In 1930, the Mississippi Legislature authorized a sum of $20,000 to be used in order to get statues of Jefferson Davis and James Z. George to be placed in the National Statuary Hall. Anderson, alongside D. C. Branlette and C. L. Lincoln, were part of a three-person commission in charge of using the funds to secure statues of the two men and have them placed in the hall. Out of the committee members, only Anderson was in charge of using the funds. On April 17, Mississippi Legislature investigated his use of the funds and found a $8,000 discrepancy between the funds given to Anderson and the funds being currently spent on the statues. On April 22, 1930, Anderson replied with a letter to the legislature, stating that the funds were accounted for.
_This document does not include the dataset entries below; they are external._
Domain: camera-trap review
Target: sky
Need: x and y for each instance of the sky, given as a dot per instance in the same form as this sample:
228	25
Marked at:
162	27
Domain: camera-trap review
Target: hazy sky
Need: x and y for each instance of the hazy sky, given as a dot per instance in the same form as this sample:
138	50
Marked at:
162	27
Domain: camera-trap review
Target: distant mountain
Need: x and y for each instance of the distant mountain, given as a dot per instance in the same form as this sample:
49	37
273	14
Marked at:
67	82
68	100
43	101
On May 16, 1930, Anderson was charged with embezzling either $9,000 or the complete sum of the $20,000 of the money for his personal use between negotiations, although the full sum had been returned before his arrest. He made a bail bond of $1,000 for each of the two charges.

Anderson died after a long illness at his home in Ripley, Mississippi, on June 24, 1954.

== Personal life ==
Anderson was a Baptist. He was also a member of the Freemasons, the Knights of Pythias, and the Woodmen of the World. He married Frances Caroline "Carrye" Humphrey on December 24, 1905, in Dumas, Mississippi, . They had four children together: William Humphrey, Mary Belle, Frances Willard, and George Albert. He had six grandchildren at the time of his death.